Corporate Responsibility

  • Stop gendered marketing of cancer-causing products (yes, tobacco and alcohol industries, I'm looking at you with your "pink gin" and "Mommy wine")

  • Address the gender pay gap (12.7% in the EU) so women can afford healthcare

  • Support for caregivers (who are mostly women)

  • Recognition that marginalized women face compounded risks



Women aren’t a research variable, they’re half the population

We’re conducting a real-time global experiment on women’s bodies, without consent.

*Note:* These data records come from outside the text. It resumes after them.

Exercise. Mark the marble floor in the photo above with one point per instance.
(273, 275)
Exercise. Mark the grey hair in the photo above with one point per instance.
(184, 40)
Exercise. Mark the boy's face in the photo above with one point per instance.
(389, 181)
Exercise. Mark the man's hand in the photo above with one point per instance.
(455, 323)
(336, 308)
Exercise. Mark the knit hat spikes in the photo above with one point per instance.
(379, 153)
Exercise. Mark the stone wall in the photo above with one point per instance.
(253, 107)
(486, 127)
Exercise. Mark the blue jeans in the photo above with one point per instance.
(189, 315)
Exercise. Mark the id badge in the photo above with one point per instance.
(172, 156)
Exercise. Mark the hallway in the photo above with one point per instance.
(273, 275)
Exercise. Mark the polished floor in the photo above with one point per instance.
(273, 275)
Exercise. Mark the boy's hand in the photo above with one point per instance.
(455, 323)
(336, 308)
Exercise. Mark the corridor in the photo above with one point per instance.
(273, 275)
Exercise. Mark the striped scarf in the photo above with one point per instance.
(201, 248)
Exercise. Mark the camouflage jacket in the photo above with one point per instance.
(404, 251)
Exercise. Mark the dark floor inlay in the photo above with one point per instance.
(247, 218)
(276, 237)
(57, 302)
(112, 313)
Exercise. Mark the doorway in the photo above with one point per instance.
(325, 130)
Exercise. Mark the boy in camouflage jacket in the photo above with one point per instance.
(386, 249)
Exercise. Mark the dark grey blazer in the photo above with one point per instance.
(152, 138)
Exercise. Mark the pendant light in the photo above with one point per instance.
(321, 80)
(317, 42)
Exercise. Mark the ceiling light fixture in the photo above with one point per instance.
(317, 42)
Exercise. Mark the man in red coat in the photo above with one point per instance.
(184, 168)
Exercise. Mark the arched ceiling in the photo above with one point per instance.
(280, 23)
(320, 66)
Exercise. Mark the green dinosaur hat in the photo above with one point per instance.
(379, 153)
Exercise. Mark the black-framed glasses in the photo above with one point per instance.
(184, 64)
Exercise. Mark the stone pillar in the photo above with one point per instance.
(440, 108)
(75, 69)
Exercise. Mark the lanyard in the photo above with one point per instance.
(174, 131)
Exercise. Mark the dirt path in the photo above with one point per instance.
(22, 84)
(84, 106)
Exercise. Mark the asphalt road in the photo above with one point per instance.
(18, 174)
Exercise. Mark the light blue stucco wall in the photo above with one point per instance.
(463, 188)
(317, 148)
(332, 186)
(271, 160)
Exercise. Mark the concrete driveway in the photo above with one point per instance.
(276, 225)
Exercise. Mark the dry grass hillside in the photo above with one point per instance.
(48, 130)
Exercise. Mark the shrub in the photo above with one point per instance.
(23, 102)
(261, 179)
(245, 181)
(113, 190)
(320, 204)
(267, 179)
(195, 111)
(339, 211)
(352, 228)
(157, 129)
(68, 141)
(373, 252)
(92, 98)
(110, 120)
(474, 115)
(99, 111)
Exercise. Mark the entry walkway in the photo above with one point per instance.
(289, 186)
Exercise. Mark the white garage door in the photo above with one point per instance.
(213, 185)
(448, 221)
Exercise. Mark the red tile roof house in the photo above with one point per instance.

  • Underrepresentation in clinical trials? Check.

  • Gender bias in diagnosis? Check.

  • Underfunding in women’s cancers? Check.


And now, add a planetary temperature variable nobody can escape.

This isn’t science, it’s negligence on a planetary scale.



What You Can Actually Do

Personally:

  • Get screened regularly.

  • Understand your environmental risk factors.

  • Support orgs linking climate justice + women’s health.

  • Vote like public health depends on it (because it does).


Collectively:

  • Demand climate-health integration in all CSR strategies.

  • Support universal screening access.

  • Expose greenwashing and pink-washing.


Policy-wise:

  • Mandate climate-risk analysis in public health planning.

  • Fund research on gendered climate impacts.

  • Recognize healthcare as part of climate adaptation.


What success looks like

A world where:

  • Health systems are climate-resilient

  • Women’s cancers are prioritized and preventable

  • Climate policy is gender-smart

  • Corporate responsibility includes health outcomes

That’s not utopian. That’s good governance, and smart CSR.


Climate change is not just an environmental issue. It’s a women’s health crisis.

Cancer is not just a disease. It’s a symptom of systemic inequality.

We can still rewrite this story, but only if we stop treating climate, health, and gender as separate conversations.

Because when the planet burns, women’s bodies bear the scars.